Österreich kann eine lange Tradition weltberühmter und oftmals den Bereich der Kinderorthopädie revolutionierender Orthopäden aufweisen – beispielsweise Adolf Lorenz, Karl Chiari, Franz Grill, Reinhard Graf. Wir sollten uns nicht nur dieser historischen Taten bewusst sein, sondern als Gesellschaft daran arbeiten, dieses Spezialgebiet weiterhin zu bewahren und zu stärken.
Fazit
Abb. 2: Das „orthopädische Bäumchen“ (Nicolas Andry de Boisregard, 1743)
Die Kinderorthopädie ist nicht eine interessante Nische des Faches Orthopädie und Traumatologie, sondern historisch und fachlich das Fundament, auf dem der Bereich der Orthopädie fußt.
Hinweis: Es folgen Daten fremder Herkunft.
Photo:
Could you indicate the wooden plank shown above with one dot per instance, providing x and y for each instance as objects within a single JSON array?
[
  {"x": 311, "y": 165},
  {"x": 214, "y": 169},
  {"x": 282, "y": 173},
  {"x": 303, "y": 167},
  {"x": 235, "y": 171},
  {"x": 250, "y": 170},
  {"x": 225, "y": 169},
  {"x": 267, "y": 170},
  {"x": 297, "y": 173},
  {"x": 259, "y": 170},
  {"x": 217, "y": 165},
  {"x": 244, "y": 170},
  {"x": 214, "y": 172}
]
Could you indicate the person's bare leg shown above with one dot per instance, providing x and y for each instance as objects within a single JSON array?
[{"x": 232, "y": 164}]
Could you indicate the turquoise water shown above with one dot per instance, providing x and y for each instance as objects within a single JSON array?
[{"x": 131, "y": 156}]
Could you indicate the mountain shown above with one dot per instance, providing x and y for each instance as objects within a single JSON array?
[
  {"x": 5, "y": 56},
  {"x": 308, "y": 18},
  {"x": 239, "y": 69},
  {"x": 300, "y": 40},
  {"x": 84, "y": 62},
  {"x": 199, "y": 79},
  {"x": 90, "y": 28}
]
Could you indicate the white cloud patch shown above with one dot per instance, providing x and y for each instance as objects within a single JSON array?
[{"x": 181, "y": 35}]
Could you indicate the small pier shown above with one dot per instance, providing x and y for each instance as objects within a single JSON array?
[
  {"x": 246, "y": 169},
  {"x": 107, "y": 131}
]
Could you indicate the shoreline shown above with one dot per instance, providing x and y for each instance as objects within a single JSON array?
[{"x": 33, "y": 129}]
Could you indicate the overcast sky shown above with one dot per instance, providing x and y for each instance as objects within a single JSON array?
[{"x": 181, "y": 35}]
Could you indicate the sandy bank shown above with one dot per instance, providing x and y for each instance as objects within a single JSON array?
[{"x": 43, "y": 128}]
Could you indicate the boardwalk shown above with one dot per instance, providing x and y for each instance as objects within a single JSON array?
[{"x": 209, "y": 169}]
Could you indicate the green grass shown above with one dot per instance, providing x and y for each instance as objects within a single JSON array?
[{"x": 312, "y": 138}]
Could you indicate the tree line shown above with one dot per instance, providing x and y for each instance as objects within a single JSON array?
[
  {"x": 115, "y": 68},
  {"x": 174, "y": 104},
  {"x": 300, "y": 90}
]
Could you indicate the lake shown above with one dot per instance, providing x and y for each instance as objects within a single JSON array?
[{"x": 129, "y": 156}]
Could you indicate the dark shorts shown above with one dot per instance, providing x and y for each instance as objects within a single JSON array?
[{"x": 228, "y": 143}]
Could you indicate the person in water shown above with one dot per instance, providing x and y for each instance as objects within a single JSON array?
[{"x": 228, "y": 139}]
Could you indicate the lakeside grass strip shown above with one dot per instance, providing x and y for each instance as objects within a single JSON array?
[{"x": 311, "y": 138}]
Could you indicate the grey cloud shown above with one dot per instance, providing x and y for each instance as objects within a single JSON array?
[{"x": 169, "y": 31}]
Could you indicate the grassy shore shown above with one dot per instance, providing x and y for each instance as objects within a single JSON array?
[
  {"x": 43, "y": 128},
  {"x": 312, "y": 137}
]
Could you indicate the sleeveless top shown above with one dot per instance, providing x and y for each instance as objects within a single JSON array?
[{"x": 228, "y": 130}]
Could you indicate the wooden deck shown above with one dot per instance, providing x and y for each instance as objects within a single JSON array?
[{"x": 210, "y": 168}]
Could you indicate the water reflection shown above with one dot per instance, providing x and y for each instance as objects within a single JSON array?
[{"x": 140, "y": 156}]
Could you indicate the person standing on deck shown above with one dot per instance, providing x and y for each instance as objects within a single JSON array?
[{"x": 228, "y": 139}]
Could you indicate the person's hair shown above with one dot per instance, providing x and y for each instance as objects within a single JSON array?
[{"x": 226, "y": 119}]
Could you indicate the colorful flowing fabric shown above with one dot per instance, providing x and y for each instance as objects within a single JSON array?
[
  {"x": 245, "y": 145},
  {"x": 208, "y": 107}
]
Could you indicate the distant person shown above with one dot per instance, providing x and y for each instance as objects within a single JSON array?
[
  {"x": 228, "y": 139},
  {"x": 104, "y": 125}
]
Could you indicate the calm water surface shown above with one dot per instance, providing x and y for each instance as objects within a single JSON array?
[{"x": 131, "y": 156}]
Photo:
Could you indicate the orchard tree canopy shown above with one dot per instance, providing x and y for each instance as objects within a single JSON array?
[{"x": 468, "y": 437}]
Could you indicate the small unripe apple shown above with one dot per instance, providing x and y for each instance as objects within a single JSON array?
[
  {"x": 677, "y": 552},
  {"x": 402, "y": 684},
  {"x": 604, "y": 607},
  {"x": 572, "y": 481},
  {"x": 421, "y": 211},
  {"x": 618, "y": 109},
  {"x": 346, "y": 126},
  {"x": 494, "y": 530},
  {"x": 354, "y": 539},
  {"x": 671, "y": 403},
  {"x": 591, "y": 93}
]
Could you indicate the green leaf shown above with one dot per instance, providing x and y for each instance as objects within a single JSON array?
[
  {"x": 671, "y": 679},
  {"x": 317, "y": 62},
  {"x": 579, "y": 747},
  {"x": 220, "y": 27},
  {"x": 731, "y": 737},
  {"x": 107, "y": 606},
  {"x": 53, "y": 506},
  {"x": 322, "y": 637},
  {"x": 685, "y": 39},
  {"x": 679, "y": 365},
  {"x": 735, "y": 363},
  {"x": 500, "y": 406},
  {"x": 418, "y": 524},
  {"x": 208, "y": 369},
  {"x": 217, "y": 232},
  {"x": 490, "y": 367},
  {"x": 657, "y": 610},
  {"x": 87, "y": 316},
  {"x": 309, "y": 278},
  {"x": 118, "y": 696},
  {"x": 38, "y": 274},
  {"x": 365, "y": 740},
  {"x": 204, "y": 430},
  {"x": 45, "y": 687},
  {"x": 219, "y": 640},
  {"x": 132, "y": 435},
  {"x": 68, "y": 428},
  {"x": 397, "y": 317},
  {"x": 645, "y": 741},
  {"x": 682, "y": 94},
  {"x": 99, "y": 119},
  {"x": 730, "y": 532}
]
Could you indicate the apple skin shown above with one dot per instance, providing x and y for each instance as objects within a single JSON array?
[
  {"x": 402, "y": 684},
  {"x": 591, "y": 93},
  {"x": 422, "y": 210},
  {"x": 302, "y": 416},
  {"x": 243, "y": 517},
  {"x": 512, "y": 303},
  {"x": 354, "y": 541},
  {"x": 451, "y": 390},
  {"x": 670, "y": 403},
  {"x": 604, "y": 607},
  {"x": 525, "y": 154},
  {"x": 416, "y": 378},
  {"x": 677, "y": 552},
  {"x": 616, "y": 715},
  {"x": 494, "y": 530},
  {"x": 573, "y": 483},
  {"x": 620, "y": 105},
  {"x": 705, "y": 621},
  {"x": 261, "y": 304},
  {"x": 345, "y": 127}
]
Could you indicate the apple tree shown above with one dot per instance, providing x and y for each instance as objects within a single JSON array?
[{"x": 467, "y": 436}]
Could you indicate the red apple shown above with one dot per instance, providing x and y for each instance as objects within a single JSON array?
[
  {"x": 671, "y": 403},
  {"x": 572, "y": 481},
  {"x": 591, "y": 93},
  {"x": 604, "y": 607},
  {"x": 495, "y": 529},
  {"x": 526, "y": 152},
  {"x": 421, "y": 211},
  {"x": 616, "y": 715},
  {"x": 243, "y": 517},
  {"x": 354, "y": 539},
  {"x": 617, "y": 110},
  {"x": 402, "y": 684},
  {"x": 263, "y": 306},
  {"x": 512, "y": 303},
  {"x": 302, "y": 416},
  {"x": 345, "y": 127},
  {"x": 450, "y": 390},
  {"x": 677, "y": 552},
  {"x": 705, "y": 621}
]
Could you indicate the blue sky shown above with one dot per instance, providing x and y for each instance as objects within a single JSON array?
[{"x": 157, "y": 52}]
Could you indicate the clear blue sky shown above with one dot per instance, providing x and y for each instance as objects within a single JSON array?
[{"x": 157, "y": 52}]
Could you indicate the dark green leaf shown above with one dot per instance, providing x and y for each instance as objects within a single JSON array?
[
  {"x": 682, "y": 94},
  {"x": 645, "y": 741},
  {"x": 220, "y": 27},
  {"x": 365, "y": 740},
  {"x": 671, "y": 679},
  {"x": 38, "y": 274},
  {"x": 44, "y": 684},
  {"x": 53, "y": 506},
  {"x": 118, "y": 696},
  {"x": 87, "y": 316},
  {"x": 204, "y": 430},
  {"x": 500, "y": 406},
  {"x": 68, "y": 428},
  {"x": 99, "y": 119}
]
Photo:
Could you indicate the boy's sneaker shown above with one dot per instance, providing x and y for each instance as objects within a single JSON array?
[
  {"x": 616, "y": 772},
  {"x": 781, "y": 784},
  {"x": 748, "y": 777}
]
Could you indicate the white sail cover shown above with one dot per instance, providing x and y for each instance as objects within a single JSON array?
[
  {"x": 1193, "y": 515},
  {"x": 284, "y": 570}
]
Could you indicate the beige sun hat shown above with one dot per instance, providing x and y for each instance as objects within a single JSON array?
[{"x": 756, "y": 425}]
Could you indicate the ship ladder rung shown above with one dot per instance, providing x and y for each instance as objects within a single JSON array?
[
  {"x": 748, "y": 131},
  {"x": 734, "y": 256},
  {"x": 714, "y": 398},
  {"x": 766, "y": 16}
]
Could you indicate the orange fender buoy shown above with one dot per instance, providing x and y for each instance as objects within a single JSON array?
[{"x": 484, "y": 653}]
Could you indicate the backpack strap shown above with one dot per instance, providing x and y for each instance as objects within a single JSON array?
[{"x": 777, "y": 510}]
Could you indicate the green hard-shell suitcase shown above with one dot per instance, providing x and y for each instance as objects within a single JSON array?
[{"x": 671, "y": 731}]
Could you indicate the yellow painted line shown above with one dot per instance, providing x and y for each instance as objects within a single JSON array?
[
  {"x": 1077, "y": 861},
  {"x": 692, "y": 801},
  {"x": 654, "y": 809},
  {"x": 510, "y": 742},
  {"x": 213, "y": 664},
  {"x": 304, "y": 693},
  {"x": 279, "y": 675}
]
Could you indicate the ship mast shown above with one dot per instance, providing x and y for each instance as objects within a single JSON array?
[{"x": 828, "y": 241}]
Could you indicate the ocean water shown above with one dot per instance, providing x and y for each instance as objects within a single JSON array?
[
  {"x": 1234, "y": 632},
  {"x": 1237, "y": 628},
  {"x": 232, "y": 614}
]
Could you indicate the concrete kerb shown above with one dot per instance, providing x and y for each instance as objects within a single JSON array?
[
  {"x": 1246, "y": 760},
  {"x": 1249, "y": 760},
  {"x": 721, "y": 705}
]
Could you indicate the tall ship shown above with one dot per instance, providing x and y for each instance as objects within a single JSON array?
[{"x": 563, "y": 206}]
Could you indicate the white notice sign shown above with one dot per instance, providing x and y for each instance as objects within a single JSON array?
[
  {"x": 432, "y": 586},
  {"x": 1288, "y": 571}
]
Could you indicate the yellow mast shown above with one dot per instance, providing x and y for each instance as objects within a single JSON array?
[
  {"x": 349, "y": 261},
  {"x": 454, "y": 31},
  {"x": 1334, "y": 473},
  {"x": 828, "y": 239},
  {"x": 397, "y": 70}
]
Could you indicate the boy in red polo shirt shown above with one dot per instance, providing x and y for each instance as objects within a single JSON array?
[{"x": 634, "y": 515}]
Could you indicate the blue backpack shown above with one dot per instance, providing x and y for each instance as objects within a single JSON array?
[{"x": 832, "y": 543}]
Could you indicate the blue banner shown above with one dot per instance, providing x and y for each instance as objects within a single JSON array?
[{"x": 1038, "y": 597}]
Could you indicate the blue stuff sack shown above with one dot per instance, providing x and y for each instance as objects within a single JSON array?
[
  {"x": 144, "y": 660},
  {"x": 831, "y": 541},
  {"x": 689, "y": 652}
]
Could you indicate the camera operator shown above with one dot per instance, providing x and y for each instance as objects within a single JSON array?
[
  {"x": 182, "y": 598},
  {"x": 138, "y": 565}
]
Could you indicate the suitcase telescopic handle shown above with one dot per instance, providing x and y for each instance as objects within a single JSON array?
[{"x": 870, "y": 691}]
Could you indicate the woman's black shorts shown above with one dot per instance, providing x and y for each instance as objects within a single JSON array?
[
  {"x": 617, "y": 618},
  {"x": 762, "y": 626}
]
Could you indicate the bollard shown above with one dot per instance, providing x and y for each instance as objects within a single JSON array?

Nicht umsonst ist das von Nicolas Andry de Boisregard kreierte orthopädische Bäumchen (Abb. 2) – analog zum kindlichen Körper – ein wachsender Baum und weder eine knorrige uralte Eiche noch ein Bonsai. Wir müssen die Kinder unserer Gesellschaft dem Stand der Wissenschaft entsprechend betreuen – sowohl in Prophylaxe als auch in Therapie.